Search for:
Mendagri Tito Karnavian Sentil Walkot Medan Bobby Nasution Terkait Pencairan Anggaran Pilkada 2024

Mendagri Tito Karnavian Sentil Walkot Medan Bobby Nasution Terkait Pencairan Anggaran Pilkada 2024

Sinarpos.com

Medan – Menteri Dalam Negeri (Mendagri) Tito Karnavian menyoroti pencairan dana Pemilihan Kepala Daerah (Pilkada) Serentak 2024 oleh daerah di wilayah Sumatera.

Berbeda dengan Pemilu 2024, pembiayaan Pilkada 2024 menggunakan anggaran pendapatan dan belanja daerah (APBD).

Berdasarkan data terakhir Direktorat Jenderal Bina Keuangan Daerah per 8 Juli 2024, Tito menyinggung sejumlah daerah di wilayah Sumatera yang masih belum merealisasikan anggaran 100% kepada Komisi Pemilihan Umum (KPU), Badan Pengawas Pemilu (Bawaslu), Polri, dan Tentara Nasional Indonesia (TNI).

Kota Medan yang saat ini dipimpin menantu Presiden Joko Widodo, Bobby Nasution, misalnya, masih memiliki ‘utang’ ke KPU Kota Medan dan Bawaslu Kota Medan masing-masing sebesar Rp49,3 miliar dan Rp15,27 miliar.

Naskah perjanjian hibah daerah (NPHD) antara pemerintah Kota Medan dan KPU menyepakati anggaran yang bakal disediakan daerah sebesar Rp82,16 miliar, tapi sampai hari ini baru terealisasi Rp32,87 miliar.

Sedangkan untuk Bawaslu, anggaran yang disediakan Kota Medan sebesar Rp25,45 miliar dengan realisasi Rp10,18 miliar.

“Ini Kota Medan (wilayahnya) Pak Bobby, tapi saya yakin uangnya banyak ini karena PAD-nya (pendapatan asli daerah) besar,” kata Tito dalam acara Rapat Koordinasi Kesiapan Penyelenggara Pilkada Serentak 2024 Wilayah Sumatera di Medan, Selasa (9/7).

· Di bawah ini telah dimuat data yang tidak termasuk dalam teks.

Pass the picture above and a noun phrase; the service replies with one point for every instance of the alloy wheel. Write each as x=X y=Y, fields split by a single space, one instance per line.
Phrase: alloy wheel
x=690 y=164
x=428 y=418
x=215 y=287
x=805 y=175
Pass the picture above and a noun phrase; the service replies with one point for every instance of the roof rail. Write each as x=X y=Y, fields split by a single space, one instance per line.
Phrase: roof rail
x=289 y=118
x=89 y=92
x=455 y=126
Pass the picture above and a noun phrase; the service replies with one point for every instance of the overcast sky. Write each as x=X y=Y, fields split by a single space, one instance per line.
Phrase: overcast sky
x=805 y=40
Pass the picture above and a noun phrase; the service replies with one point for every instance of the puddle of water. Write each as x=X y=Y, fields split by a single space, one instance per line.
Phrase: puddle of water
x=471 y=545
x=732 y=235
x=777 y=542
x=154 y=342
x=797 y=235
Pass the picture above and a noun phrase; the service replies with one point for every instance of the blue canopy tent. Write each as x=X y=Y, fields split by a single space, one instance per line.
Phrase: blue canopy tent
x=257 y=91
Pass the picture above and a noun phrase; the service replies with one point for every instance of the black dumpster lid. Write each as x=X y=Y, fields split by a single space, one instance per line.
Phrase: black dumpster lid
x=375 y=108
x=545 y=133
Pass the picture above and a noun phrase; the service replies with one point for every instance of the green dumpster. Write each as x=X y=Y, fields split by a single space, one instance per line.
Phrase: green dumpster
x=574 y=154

Sementara itu, untuk Polri dan TNI dengan anggaran yang dijanjikan masing-masing Rp15,11 miliar dan Rp3,7 miliar, belum sama sekali direalisasikan oleh pemerintah Kota Medan.

Di Provinsi Aceh, Tito juga menyoroti 23 pemerintah kabupaten/kota yang belum mencairkan anggaran kepada jajaran penyelenggara pemilu, khususnya Bawaslu, walaupun untuk pemerintah provinsi pencairannya sudah 100%.

Menurut Tito, itu disebabkan karena jajaran Bawaslu di kabupaten/kota di Aceh belum terbentuk.

“Kesimpulan saya, di Aceh masih banyak problem. Meskipun di provinsinya beres, tapi di kabupaten/kota belum,” ujar Tito.

Adapun di Provinsi Sumatera Selatan, ia menyoroti secara khusus Kabupaten Empat Lawang yang baru merealisasikan Rp5 miliar dari anggaran yang disepakati untuk KPU sebesar Rp35 miliar.

Padahal, kata Tito, memasuki Juli atau empat bulan sebelum hari pemungutan suara Pilkada 2024, sudah banyak tahapan-tahapan inti yang berjalan.

Lebih lanjut, anggaran Bawaslu dari Kabupaten Empat Lawang yang seharusnya Rp18 miliar baru terealisasi Rp4 miliar.

Atas kejanggalan tersebut, Tito mengajak pelaksana harian (Plh) Direktur Jenderal Politik dan Pemerintahan Umum Kemendagri Togap Simangunsong untuk memastikan apakah pemerintah Kabupaten Empat Lawang memiliki anggaran atau tidak.

“Kalau dia enggak ada duit, kita terpaksa harus bantu dengan Kemenkeu menyalurkan cepat DAU (dana alokasi umum) yang berikutnya, untuk bayar ini. Kalau uangnya ada, kenapa ditahan? Itu problemnya,” tandas Tito.